I wrote one non-best-seller of the Dead Analog Years "A Catalog of Operational Transfer Functions." My wife and kids found a copy in The Library of Congress. The last time I saw a copy on B & N Marketplace it had tripled to over $65. Only about a hundred copies were ever printed. I once told Ann Robinson, the girl star of War of the Worlds (1953) that she was my inspiration to become an engineer or scientist, because she was saved by one. Well, I must have said "the movie was my inspiration" instead. Just view the Extras interview with her on The Fiftieth Anniversary Edition. I literally fell off the couch when I heard my name mentioned on that DVD. Not exactly an Oscar or Nobel Prize, but still...Mush, my kids would say, reminding me that I had shown them WotW about 50 or 100 times, always with the Extras putting them to sleep. Now I wish, thanks to the invention of Blu-ray and a Criterion Films possible restoration, some Spielbergian would erase the numerous wires puppeting the Martian war machines. One did not notice them when the film ran, with its relatively poor resolution. Maybe some Martian War Veteran, retired on Mars in Assisted Living, will insist on that. How trivial I have become...

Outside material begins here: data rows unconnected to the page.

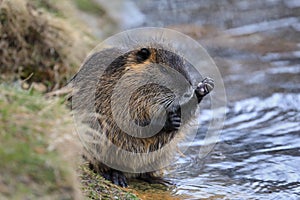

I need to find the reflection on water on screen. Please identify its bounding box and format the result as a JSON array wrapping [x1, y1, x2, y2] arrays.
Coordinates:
[[129, 0, 300, 199], [169, 93, 300, 199]]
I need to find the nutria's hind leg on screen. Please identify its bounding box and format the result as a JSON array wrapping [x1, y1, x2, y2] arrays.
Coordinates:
[[195, 77, 215, 103], [102, 169, 128, 187]]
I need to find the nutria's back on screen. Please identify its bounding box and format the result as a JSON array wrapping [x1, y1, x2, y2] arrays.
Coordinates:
[[75, 47, 213, 186]]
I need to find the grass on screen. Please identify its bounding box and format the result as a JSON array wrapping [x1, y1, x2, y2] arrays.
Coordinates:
[[79, 164, 139, 200], [0, 85, 75, 199], [74, 0, 105, 16]]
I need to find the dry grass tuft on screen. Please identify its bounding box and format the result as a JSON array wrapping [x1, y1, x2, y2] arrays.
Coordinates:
[[0, 0, 91, 90]]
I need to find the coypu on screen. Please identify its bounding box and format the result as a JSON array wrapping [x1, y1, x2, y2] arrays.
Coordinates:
[[73, 46, 214, 187]]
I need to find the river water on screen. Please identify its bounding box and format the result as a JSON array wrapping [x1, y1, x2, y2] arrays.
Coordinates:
[[129, 0, 300, 199]]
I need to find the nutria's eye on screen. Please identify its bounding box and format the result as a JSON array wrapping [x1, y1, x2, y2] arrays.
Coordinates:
[[136, 48, 151, 62]]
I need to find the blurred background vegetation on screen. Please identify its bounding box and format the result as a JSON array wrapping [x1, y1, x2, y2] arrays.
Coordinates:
[[0, 0, 300, 199]]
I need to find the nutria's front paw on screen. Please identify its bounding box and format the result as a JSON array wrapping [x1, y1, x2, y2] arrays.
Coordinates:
[[103, 170, 128, 187], [195, 77, 215, 102], [164, 112, 181, 131]]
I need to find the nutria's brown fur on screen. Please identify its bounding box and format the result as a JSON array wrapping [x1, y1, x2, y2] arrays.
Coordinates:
[[75, 47, 213, 186]]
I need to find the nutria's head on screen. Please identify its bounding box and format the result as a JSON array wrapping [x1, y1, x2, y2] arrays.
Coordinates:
[[95, 47, 197, 145]]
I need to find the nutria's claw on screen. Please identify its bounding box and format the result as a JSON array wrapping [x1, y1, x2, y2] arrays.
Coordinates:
[[164, 112, 181, 131], [195, 77, 215, 102], [103, 170, 128, 187], [196, 77, 215, 96]]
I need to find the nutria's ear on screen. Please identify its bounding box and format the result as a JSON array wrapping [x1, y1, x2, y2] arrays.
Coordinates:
[[136, 48, 151, 63]]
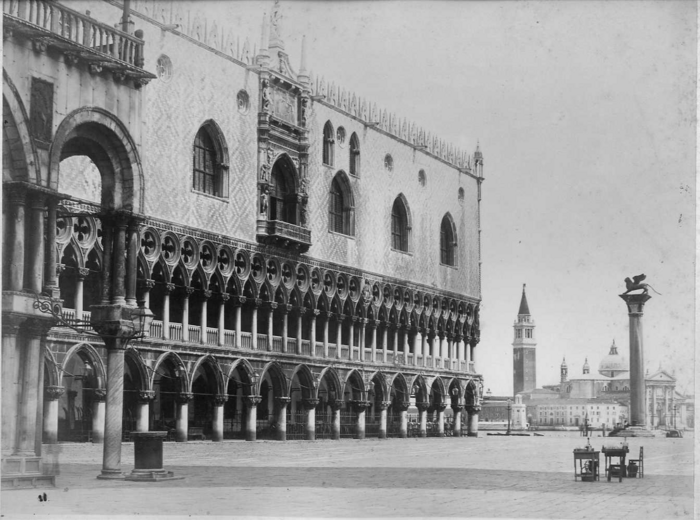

A real astronaut, I think Alan Bean, once visited Ryan Electronics to "inspect" the landing radar. The head of our company outpost finally smugly asked Bean--who looked way too young to be the kind of astronaut I had seen in 1950's Hollywood sci-fi movies--"What do you think of our one-million dollar breadbox-sized landing radar, now that you have seen it close up ?"

Bean replied "Actually, I prefer the 75 cent graticule on the LEM window that I can lineup with the lunar horizon." You could hear the crowd of us time-wasting last-minute gathered-up Scrooge-whipped employees gasp, cough, and laugh. We slaves were never again treated to seeing and hearing from another visiting celebrity. Weirdly, a young-adult sci-fi book in the 1950's had a hero named Major Armstrong who piloted a rocket ship around the entire solar system in a race, just like an auto race, soon after he had been the very first man to set foot on the Moon. The book is titled "Rocket Jockey." I would have loved to ask him, the real pilot, if he had read that book as a kid like me. Had it been an inspiration? Lowell Observatory had Neil Armstrong to a dinner in Flagstaff, Arizona, a year or so ago. The "donation" required was $1,000 to meet and shake hands with him afterwards, so my wife and I could not, did not, RSVP favorably to go. I would have asked him "What did you think of our landing radar?" (Like Scrooge in the fine musical version, I must add "What a fool I have been?" No time machine.) Was he just looking out the window thru the horizon graticule while passing over the house-sized boulders? His heart was reported, telemetered, back to Earth as being hardly increased above resting rate.